Ok, natural subsequent genealogical question: where did the rest of the kids go? 6 of 8 siblings who reached adulthood in the 1880s in this commune / croft farm village thing deep in the Smaland back country. Took a couple years to figure out, given some practical problems. Those are, young Swedish women hit the US and get married almost immediately, taking on new surnames. Then, young Swedish men change their first names to something less ethnic, and you end up searching for “Charles Johnson”s for example. And there’s thousands of these in the US in 1890. Now, it’s not like compelling matches don’t appear, but if you’re good you want an identical match on a life fact attribute, like DOB, so that you don’t introduce trash facts into your family tree. It takes a while to think up the query that turns that stuff up if you are stumped like that. Took a couple years to suss out the destinies of 6 people here. And it’s to say, no one in the wide world of genealogy had a tree I could copy from for these people.
Sooo, we got eem….now.
Amanda, b 1863 – was an 1886 migrant to Bayport. Married another Swede. They had a bunch of kids, and there are a ton of descendants in this vicinity that my relatives have been rubbing elbows with for 4 generations and been none the wiser
Charles, b 1872 – migrant to Norway, Michigan, the UP. Was an iron miner, had a family.

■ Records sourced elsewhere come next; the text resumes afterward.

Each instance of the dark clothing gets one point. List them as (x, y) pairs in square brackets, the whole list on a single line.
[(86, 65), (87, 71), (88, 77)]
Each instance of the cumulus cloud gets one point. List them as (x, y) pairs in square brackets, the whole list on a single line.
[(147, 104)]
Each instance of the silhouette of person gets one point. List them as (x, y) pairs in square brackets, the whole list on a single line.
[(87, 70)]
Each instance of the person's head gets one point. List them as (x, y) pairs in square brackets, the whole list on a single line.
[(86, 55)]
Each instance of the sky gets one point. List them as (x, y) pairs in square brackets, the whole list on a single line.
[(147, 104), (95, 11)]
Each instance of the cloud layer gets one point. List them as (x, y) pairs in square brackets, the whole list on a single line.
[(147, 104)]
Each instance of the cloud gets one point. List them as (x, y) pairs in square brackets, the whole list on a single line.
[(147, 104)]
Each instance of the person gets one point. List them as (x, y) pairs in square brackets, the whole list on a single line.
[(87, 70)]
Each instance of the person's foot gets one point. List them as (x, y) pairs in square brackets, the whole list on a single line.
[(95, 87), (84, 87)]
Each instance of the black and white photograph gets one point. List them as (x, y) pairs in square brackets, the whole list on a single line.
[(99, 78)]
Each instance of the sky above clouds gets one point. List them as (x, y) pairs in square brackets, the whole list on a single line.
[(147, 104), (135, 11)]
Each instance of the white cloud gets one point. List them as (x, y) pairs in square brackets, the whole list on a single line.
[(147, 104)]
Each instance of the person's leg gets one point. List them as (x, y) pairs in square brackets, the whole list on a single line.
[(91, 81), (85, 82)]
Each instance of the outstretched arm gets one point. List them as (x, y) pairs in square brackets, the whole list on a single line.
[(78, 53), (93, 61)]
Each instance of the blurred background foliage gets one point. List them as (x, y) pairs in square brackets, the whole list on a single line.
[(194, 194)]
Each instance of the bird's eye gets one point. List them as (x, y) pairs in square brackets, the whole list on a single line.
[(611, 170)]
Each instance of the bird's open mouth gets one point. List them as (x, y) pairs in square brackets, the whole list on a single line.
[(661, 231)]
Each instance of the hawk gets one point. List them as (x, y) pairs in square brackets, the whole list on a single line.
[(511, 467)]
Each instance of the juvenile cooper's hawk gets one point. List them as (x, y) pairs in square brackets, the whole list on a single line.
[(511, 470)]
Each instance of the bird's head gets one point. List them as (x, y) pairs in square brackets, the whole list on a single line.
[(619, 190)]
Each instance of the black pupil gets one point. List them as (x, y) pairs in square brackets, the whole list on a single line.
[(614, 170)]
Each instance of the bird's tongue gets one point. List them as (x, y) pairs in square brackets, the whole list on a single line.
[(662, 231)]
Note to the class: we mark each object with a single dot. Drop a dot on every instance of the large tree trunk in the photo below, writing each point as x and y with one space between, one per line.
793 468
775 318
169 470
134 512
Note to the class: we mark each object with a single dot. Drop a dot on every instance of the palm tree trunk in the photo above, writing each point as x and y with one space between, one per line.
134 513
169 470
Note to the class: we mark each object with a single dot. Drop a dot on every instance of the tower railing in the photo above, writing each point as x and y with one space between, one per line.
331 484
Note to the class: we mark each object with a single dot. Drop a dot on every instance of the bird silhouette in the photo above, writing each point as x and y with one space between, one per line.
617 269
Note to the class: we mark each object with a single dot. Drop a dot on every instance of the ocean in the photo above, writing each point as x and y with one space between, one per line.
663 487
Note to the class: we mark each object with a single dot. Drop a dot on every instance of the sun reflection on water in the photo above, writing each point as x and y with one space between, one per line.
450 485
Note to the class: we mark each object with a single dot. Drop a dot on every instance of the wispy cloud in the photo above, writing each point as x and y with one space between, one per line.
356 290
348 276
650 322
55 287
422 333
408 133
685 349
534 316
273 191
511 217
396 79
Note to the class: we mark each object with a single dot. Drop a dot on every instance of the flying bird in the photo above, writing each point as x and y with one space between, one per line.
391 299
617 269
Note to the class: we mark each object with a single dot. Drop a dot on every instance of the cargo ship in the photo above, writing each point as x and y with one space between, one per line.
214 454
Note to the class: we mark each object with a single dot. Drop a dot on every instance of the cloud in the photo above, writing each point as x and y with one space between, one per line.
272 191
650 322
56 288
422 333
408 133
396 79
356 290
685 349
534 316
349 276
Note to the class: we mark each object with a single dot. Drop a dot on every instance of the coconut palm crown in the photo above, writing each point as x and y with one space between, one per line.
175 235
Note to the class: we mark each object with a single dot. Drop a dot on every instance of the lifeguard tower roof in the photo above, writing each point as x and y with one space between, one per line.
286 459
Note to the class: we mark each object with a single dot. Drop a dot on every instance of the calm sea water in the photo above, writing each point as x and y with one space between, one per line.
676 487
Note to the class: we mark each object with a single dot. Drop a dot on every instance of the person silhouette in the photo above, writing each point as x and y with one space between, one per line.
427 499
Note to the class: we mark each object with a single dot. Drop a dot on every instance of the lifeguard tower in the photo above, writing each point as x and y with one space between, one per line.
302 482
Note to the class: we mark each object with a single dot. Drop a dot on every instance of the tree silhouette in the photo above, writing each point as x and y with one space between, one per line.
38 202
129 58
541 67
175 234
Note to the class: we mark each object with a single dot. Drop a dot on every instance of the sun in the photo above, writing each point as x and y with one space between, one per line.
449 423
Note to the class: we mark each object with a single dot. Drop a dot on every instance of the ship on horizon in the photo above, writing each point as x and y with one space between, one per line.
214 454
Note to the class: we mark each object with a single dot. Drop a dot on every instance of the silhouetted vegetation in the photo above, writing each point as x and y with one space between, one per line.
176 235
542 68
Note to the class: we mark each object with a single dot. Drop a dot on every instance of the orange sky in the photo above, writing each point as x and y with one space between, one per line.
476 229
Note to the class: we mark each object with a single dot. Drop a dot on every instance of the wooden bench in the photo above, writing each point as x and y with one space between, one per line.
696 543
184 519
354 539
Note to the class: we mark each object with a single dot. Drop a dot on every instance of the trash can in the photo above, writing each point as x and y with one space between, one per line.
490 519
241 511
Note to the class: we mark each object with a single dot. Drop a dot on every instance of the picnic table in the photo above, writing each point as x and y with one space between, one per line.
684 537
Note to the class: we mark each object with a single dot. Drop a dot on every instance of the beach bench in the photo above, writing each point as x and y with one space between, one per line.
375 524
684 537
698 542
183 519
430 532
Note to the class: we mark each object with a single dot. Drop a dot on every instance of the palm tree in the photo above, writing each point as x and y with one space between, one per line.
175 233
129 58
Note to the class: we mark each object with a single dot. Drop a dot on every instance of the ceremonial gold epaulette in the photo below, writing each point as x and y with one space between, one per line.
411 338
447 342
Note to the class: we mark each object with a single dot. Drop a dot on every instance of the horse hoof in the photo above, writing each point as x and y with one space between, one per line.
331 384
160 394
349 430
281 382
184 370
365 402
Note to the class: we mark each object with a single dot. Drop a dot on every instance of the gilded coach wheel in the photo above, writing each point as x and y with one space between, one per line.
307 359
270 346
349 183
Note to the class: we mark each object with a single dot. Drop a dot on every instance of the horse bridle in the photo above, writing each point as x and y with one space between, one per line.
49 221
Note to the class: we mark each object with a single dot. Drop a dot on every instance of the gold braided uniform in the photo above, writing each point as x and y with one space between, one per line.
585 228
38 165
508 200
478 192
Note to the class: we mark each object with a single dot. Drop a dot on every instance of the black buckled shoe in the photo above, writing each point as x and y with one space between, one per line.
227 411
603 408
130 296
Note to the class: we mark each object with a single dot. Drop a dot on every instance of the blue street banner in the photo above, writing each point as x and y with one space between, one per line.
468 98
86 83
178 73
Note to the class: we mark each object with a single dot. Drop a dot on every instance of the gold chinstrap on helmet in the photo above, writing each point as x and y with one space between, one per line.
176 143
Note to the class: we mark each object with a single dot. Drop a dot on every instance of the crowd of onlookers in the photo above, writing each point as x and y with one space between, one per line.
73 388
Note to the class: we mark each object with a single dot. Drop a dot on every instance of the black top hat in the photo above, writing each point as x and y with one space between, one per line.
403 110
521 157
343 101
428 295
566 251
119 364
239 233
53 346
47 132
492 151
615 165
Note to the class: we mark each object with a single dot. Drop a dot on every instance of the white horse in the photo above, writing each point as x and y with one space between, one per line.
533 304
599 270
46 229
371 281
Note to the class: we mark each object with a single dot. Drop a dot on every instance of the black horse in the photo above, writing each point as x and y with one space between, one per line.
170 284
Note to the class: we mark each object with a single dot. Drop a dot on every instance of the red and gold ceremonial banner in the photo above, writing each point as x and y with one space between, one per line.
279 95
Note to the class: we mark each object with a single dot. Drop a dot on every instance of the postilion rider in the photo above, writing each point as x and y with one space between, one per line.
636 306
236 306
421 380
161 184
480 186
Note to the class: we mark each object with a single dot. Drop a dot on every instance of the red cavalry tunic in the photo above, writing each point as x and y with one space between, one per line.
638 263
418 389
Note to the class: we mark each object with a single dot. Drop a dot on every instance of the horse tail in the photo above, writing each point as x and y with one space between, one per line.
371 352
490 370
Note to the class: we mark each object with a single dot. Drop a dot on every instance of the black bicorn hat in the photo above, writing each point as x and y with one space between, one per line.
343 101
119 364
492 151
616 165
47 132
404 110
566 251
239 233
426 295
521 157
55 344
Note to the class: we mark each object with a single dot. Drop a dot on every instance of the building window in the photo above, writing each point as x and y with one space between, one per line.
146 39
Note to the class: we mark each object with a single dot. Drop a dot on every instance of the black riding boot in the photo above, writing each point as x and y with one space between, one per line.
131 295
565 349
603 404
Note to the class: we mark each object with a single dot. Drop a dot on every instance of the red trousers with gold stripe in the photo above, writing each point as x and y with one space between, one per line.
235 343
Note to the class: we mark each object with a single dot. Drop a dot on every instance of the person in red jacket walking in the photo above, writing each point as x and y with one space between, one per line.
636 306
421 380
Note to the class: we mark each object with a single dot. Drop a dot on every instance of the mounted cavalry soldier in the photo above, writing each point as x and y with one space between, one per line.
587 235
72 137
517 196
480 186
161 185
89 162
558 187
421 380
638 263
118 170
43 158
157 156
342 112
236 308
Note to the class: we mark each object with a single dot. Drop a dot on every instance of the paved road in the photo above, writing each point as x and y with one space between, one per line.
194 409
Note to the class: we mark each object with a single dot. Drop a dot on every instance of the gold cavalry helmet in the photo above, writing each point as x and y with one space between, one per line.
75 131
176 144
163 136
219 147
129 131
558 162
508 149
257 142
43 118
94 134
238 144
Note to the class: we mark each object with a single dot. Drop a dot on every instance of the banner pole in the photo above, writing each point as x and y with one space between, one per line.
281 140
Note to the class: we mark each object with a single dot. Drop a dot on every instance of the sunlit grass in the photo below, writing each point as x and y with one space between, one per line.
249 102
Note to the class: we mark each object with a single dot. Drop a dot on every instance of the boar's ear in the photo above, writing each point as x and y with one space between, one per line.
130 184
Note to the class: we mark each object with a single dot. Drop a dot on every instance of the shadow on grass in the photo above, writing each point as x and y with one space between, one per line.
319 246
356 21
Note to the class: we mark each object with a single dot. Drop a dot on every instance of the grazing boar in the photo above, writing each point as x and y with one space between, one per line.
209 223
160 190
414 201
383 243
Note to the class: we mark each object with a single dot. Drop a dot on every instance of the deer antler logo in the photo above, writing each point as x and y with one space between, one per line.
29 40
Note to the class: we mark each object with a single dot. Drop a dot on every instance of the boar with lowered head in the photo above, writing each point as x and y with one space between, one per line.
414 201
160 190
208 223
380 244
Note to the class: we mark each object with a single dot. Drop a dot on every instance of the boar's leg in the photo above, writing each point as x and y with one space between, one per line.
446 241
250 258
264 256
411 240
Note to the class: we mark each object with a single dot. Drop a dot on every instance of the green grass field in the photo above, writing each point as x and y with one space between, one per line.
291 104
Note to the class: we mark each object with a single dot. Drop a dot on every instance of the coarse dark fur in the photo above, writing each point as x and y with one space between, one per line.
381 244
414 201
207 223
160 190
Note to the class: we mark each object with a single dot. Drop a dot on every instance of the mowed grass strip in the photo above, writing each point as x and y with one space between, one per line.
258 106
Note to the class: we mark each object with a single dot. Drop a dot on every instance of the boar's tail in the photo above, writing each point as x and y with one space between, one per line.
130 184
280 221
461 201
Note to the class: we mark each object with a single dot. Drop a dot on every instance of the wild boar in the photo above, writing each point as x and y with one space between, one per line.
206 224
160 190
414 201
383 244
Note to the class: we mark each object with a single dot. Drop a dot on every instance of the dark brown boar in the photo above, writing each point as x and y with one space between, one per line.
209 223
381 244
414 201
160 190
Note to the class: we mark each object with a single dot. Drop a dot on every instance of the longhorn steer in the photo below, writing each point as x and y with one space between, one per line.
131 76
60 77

Per, b 1869 – migrant to northern Wisconsin. Probably always a bachelor.
Last… Nils and Bonde. End up in Milbank, SD…. Fuckin Eh.
So, the thing…. Really moved to contemplate the zeitgeist of thinking and being scared for the potential of occupied burglaries in Milbank, SD, in town, in 1890. I mean, mistakenly shooting your brother when defending the house from a suspected burglary is not something that could happen to these fellows living together say 5 years prior in Sweden. Cuz, you know they neither feared that type of crime or had the guns. The crime and the guns are breathtakingly American, is what I’m sayin.
So, the crime, the ambient crime you fear…. ya know, Milbank 1890 was ever so and enough “the west” and had drunks, outlaws / thiefs, and some anarchy, I’d guess you’d figure. So there’s the psychology.
The guns… well, it was as it is, though I think it was a step up for a working man to have a handgun. Maybe a shotgun, yes. But handguns are not usually very practical things. Like, why would you need one in Milbank such that you’d spend $15 for a quality one? Well, I guess if you think there’s crime.